Duke University School of Medicine received more than $514 million in research funding from the National Institutes of Health (NIH) in 2025, ranking 9th nationally among medical schools, according to new data from the Blue Ridge Institute for Medical Research.
The investment accelerates Duke’s work to advance medical science, improve patient care, and train future biomedical researchers. As the world’s largest public funder of biomedical and behavioral research, the NIH provides crucial support that helps drive this work forward.
In the latest rankings, 11 Duke clinical and basic science departments placed among the top 10 in their fields, with orthopedics and surgery earning the No. 1 spot for funding in their fields.
“Scientific funding is increasingly competitive, and we’re proud that the NIH continues to partner with Duke, supporting our researchers as they work to advance discoveries that improve the nation’s health,” said Mary E. Klotman, MD, executive vice president of medical affairs at Duke University and dean of the School of Medicine.
She added that the year’s performance highlights the commitment of Duke faculty, trainees, and staff, “whose work has real and lasting impact for patients and communities everywhere.”
The Duke School of Medicine’s ranking is based on grants awarded during the federal fiscal year that ended Sept. 30, 2025.
This year’s Blue Ridge rankings reflect an unusual NIH funding cycle, with several multi-year awards issued late in the fiscal year. Because the full value of those multi-year grants is counted in the year they were awarded, the funding totals may appear higher than the actual annual level of research funding.
Still, the results reflect the broad research strength across the Duke School of Medicine.
Several departments, including anesthesiology (3), dermatology (3), obstetrics and gynecology (5), pediatrics (5), neurosurgery (6), internal medicine (8), pharmacology and cancer biology (8), and ophthalmology (10), ranked among the top 10.

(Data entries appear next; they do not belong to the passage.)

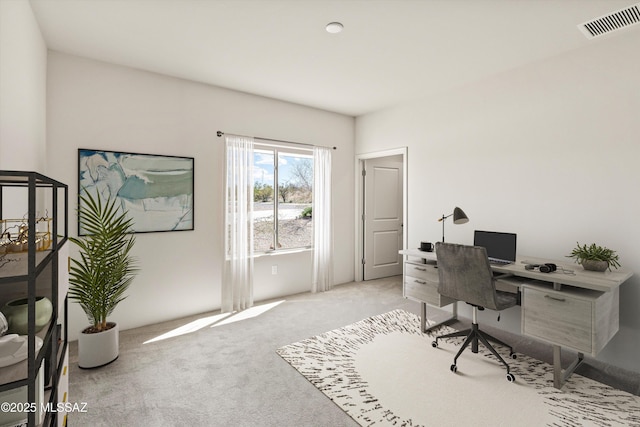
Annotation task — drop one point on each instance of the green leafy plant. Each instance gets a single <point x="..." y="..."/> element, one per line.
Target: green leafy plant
<point x="106" y="268"/>
<point x="595" y="253"/>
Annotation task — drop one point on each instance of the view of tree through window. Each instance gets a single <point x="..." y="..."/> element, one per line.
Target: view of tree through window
<point x="283" y="190"/>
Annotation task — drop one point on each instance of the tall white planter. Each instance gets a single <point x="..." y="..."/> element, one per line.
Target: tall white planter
<point x="95" y="350"/>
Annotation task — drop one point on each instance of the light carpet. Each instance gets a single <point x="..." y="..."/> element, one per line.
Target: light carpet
<point x="383" y="371"/>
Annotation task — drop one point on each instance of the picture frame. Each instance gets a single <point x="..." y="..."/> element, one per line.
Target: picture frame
<point x="156" y="191"/>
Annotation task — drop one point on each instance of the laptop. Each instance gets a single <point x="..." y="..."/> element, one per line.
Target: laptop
<point x="501" y="247"/>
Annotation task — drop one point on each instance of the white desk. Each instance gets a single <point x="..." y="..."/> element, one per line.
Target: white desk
<point x="571" y="307"/>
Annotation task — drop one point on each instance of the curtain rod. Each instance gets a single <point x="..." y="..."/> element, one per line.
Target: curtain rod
<point x="220" y="133"/>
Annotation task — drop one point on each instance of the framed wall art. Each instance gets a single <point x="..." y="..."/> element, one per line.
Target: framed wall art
<point x="155" y="190"/>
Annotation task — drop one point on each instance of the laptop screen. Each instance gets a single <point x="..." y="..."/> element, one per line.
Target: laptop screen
<point x="500" y="246"/>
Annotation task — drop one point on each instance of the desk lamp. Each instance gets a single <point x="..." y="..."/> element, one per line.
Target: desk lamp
<point x="459" y="217"/>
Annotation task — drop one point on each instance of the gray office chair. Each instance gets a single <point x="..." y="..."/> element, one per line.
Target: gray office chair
<point x="465" y="275"/>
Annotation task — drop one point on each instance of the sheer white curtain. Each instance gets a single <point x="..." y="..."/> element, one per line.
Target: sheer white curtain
<point x="322" y="221"/>
<point x="237" y="283"/>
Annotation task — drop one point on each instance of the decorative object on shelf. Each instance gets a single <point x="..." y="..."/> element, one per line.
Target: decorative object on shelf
<point x="459" y="217"/>
<point x="14" y="235"/>
<point x="99" y="280"/>
<point x="14" y="349"/>
<point x="156" y="191"/>
<point x="594" y="257"/>
<point x="16" y="311"/>
<point x="4" y="325"/>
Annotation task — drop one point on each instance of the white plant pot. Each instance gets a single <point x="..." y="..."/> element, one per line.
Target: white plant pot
<point x="95" y="350"/>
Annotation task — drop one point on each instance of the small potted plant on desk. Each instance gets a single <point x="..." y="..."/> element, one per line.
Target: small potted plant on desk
<point x="594" y="257"/>
<point x="99" y="280"/>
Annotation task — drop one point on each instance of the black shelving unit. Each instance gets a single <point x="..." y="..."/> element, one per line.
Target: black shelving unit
<point x="33" y="272"/>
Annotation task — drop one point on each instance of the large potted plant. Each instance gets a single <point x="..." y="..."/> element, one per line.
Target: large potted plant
<point x="100" y="278"/>
<point x="595" y="257"/>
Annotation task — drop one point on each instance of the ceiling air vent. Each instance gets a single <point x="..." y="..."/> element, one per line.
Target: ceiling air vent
<point x="611" y="22"/>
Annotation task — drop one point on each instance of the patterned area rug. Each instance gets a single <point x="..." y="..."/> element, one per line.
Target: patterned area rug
<point x="383" y="371"/>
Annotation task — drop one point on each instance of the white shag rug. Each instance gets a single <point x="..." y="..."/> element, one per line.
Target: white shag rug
<point x="383" y="371"/>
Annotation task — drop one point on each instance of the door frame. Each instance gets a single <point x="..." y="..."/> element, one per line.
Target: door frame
<point x="359" y="238"/>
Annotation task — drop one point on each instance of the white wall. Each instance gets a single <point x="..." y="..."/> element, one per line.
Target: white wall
<point x="102" y="106"/>
<point x="550" y="151"/>
<point x="23" y="68"/>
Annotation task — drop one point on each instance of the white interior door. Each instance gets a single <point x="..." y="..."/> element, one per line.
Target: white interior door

Duke investigators continue to drive progress in areas ranging from understanding why some people age more resiliently than others, mapping the molecular drivers of heart disease – the nation’s leading cause of death – and probing the biology behind mental health disorders.
The grants also bolster Duke’s growing research footprint in precision medicine, data-driven health research, and other emerging scientific areas.
The BRIMR annual rankings are a common benchmark in academic medicine for tracking trends in biomedical research funding.